It’s all the High Court’s stupid fault

Don’t blame Malcolm, it’s all the High Court’s fault.

I know that some people say, ‘the law’s the law.’ We know that ‘ignorance of the law is no excuse’, but there has to be a limit. We have a small constitutional crisis and the High Court recently had a chance to correct the situation but all they could do was to prove that they could read.

Section 44 of the constitution says that one can’t stand for election if one is “is under any acknowledgment of allegiance, obedience, or adherence to a foreign power, or is a subject or a citizen or entitled to the rights or privileges of a subject or a citizen of a foreign power.” (my emphasis)

The learned judges, being able to read, have decided that anyone who, at the time of their election, could have shot off some application papers, birth certificates, photographs, certified copies of photo ID etc. and thereby gained for themselves a passport of  another country, was not eligible for election and therefore is out.

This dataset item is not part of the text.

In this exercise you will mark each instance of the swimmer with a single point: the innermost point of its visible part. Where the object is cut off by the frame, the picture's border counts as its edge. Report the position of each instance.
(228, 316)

A seven-year-old could do the same. The role of the judges is supposed to be to interpret the constitution in the light of time and changing circumstances. There’s no point in having them if all they do is repeat what is on the paper without any thought. The principle thing on their minds should be, “What need prompted and what did our founding fathers mean when they wrote those words, and what benefit to Australia derives from that meaning? Therefore, what meaning can we now put upon those words, consistent with the need and the benefit that Australia derives.”

The circumstances that led those who framed the constitution was a fear that foreign governments might urge their subjects to join the parliament and undermine Australia’s independence by acting as agents of influence within the halls of power.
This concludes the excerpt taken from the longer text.